The first chart shows the yield on the benchmark 10-year US Treasury (US government bond) which could be seen as a decisive break-out above the 3.05% level.
There are three possible explanations for this apparent shift in bond market momentum:
Fixed-income investors are still wary of the potential for inflation to surprise to the upside, especially as oil prices march higher.
An annual US budget deficit that is expected to reach $804bn in the year to September 2018 and $981bn to September 2019, compared to $665bn in 2017. The US Government has to sell more bonds to fill the gap and greater supply means it may have to offer a higher coupon to tempt buyers.
The US Federal Reserve’s switch from quantitative easing (QE) to quantitative tightening (QT). The Fed will reduce QE by $30bn a month this quarter, $40bn a month from July and $50bn a month from September. The end of QE removes a huge buyer from the bond market just when supply is going up.
Where US 10-year yields end up remain to be seen. Yet it may not be a coincidence that certain riskier and more speculative areas of the financial markets appear to be coming under duress just as the returns from a purportedly safe asset (and one priced in the globe’s reserve currency for good measure) start to look more tempting.
FOUR QUICK HITS
In quick succession, bitcoin, low-volatility trading strategies, high-flying technology stocks and now emerging markets (and especially emerging market currencies) have at least stumbled or in some cases been routed.
The sudden reversals in the Turkish lira, Indonesian rupiah, Mexican peso and Argentine peso all suggest investors are, slowly, starting to become more risk averse, especially after their experiences with bitcoin and trading the VIX index and an initial wobble in tech.
Any chain is only as strong as its weakest link. Whether this is a warning of further trouble to come in more mainstream assets, such as UK and US stocks, remains an open question. Yet no-one could have imagined that a downturn in Florida’s housing market and the collapse of two obscure hedge funds in 2007 would be the first stages of a two-year financial panic and bear market in share prices.

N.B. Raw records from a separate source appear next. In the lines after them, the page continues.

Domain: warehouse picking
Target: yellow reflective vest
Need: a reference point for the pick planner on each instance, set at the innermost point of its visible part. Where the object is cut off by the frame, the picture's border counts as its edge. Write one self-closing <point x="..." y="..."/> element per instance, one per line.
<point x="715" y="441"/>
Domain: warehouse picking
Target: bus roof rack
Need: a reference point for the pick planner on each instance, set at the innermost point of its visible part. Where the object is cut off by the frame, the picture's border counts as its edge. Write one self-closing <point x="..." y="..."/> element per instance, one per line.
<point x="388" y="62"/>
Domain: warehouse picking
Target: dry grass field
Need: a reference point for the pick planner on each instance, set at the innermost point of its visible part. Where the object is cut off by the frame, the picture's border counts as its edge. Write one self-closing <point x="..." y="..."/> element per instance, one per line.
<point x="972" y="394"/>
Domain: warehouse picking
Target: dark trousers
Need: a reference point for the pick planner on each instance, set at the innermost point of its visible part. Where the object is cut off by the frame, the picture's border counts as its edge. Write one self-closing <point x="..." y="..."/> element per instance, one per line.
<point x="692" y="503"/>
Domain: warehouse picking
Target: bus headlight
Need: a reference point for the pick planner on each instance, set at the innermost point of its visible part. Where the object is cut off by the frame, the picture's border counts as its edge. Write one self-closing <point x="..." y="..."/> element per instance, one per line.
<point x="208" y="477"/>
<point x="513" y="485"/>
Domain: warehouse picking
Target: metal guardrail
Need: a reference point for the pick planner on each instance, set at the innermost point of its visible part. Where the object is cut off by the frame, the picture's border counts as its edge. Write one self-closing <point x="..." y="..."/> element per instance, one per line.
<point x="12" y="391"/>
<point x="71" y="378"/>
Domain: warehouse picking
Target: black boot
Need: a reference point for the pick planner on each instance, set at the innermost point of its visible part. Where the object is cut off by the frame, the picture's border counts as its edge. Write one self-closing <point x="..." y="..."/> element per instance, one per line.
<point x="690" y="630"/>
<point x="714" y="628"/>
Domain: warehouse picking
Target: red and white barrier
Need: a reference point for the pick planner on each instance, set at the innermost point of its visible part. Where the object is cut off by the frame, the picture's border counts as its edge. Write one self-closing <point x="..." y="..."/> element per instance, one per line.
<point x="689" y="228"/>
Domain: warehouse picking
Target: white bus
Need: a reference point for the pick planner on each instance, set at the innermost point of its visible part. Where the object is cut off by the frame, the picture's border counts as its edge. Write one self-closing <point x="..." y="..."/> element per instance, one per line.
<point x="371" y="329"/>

None of this mean indices like the S&P 500 and FTSE 100 are destined to plunge soon but the combination of low volatility, lofty valuations (especially in the US), and rising interest rates (at least in the US) is a potentially tricky one.
The good news is that earnings forecasts are still being met or exceeded, so estimates are rising.
Real, near-term trouble for equity investors could come in the form of a global economic slowdown – or even an actual downturn – as that would hit corporate profits.
That in turn would leave valuations looking too rich, based largely as they are on the assumption that record corporate profit margins will stay high or go higher, and also potentially expose dividends to cuts as companies see their earnings and cash flows start to diminish.
And this is where Mr. Spreadbury’s second chart comes in. It shows the US 10-year Treasury yield minus the Fed Funds rate.
On the three occasions when the Fed’s target rate has exceeded the 10-year Treasury yield since 1990, a US recession quickly followed, in 1990-91, 2001-02 and 2007-08.
This indicator also proved accurate with the double-dip downturn of 1979-1982 but the chart below does not go back that far.
This is not a prediction for 2018 and the good news is that the US 10-year yield of 3.11% still comfortably exceeds the 1.75% Fed target rate.
But if the Fed sticks to its script with two or three more increases this year then investors need to keep a very close eye on both the Fed and the US bond market as the year develops.